Clarke, I., McEnery, T & Brookes, G. (2022). Keywords through time: Tracking changes in press discourses of Islam. International Journal of Corpus Linguistics, forthcoming.
Clarke, I., McEnery, T., & Brookes, G. (2021). Multiple Correspondence Analysis, Newspaper Discourse and Subregister: A Case Study of Discourses of Islam in the British Press. Register Studies 3(1): 144—171.
Partington, A. (2014). Mind the gaps: The role of corpus linguistics in research absences. International Journal of Corpus Linguistics 19(1): 118—146.
Schroeter, M. & Taylor, C. (2018). Exploring Silence and Absence in Discourse: Empirical Approaches. London: Palgrave Macmillan.

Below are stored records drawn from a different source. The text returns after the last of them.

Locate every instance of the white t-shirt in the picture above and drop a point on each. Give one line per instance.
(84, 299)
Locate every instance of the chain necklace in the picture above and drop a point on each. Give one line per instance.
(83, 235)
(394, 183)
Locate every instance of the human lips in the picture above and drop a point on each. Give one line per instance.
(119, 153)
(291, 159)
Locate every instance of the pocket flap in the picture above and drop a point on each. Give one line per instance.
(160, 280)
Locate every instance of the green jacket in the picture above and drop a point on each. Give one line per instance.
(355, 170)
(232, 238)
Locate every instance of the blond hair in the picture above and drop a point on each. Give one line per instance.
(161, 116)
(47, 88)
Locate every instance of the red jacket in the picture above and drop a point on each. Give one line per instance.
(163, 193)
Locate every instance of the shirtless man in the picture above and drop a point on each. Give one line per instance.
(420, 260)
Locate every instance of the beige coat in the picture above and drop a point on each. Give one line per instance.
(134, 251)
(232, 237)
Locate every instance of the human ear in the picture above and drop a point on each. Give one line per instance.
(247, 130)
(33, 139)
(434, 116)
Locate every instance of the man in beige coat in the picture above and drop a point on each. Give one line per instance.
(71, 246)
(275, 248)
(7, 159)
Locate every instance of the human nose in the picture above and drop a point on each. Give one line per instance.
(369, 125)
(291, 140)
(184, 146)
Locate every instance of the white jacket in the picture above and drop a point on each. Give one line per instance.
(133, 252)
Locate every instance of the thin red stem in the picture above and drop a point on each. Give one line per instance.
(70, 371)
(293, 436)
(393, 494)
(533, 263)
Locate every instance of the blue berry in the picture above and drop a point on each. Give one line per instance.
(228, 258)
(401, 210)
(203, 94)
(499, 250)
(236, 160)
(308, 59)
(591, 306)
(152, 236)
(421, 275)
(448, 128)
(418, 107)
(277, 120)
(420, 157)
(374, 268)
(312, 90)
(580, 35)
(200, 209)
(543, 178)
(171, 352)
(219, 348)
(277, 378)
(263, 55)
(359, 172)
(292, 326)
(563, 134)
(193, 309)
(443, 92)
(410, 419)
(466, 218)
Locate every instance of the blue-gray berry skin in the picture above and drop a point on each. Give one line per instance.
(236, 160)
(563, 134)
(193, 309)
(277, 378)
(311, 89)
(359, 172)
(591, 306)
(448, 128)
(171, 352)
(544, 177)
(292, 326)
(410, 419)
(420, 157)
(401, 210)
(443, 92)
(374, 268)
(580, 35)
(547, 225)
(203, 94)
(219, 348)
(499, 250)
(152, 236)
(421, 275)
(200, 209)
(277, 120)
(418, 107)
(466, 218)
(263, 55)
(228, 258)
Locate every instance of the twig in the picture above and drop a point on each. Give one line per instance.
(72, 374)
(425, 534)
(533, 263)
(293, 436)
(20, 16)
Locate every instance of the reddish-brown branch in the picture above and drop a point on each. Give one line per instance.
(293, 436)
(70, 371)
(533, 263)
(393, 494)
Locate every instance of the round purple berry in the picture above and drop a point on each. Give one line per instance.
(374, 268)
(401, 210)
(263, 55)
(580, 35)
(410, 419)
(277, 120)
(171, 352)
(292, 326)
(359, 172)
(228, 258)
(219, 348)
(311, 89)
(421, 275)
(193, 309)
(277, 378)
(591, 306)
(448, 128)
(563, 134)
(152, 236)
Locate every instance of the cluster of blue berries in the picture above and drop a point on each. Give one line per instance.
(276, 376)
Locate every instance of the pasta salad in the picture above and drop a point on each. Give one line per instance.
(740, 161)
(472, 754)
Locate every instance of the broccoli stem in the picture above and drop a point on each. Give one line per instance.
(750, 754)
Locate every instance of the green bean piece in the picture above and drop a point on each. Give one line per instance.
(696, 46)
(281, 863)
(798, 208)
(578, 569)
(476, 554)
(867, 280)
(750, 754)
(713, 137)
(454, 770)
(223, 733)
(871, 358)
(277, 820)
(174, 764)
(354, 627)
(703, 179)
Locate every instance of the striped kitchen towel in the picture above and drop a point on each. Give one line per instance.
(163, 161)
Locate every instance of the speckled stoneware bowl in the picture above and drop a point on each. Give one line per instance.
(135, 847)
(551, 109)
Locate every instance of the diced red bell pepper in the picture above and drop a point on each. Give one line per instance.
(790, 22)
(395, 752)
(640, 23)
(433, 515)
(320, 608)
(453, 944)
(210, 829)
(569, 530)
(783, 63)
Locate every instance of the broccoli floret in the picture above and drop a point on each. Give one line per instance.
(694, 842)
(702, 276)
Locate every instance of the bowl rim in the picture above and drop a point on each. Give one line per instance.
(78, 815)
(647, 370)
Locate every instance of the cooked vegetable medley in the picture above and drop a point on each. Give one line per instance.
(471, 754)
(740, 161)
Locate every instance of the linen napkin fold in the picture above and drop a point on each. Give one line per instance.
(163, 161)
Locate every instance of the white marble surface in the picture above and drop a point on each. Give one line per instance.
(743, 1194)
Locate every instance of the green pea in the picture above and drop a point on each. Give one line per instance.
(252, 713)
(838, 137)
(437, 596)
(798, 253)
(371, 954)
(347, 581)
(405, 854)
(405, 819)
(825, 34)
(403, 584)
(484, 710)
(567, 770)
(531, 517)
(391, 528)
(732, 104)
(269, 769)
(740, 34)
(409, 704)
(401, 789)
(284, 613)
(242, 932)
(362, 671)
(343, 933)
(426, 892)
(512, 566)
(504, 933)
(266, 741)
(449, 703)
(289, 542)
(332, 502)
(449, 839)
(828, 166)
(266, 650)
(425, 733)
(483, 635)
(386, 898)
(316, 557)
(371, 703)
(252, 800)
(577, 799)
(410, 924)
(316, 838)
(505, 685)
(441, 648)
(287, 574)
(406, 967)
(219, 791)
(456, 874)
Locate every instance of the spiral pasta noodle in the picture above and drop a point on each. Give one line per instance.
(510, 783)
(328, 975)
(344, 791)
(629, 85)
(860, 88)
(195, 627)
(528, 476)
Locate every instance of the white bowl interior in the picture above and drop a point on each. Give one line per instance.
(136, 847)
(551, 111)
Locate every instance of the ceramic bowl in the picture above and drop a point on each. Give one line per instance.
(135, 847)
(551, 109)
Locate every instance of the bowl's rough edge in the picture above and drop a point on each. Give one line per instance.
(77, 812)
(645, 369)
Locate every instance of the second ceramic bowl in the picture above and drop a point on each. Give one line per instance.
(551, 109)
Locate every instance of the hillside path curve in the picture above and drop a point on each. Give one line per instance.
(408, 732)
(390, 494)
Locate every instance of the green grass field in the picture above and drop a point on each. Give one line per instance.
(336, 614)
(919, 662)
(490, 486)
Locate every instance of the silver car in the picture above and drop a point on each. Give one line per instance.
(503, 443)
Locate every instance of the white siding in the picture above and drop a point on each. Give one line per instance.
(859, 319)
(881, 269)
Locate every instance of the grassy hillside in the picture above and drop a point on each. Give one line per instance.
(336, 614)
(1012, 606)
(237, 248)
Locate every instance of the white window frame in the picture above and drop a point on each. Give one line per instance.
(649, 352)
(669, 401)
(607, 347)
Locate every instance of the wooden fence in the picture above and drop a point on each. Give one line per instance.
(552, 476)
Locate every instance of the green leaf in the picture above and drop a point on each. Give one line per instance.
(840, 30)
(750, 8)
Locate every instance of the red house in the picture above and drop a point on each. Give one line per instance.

Corpora and the evolution of forensic linguistics

David Wright

Nottingham Trent University, UK

This talk examines the role that corpora and the use of corpus linguistic approaches have played in the expansion and development of forensic linguistics since the 1990s. As with many disciplines of language analysis, forensic linguistics has benefitted from access to larger datasets and the effective combination of quantitative and qualitative analyses of these datasets. This is especially true for areas of the field for which large amounts of data are readily available. However, many types of data that forensic linguists are often interested in can be difficult to access due to their sensitive and personal content or their general rarity in the public domain. This means that researchers committed to using corpus linguistics in forensic contexts are faced with challenges that are not as profound in other corpus-assisted disciplines. This talk will give an overview of how this apparent challenge has in fact given rise to developments that have advanced the study of forensic linguistics, including the use existing general reference corpora and publicly available data, efforts underway to make new forensically relevant corpora available to researchers, and, most notably, the emergence of new directions for the field that widen the scope of ‘forensic linguistics’. In relation to the last point, a case study is presented in which corpus-assisted discourse analysis is used to examine how the proposal and passage of new laws has been reported in the British national press in the last twenty years. This case study is offered as an example of how forensic linguistics may be considered a socio-legal discipline, situating the study of language and law within its broad social, political and cultural context.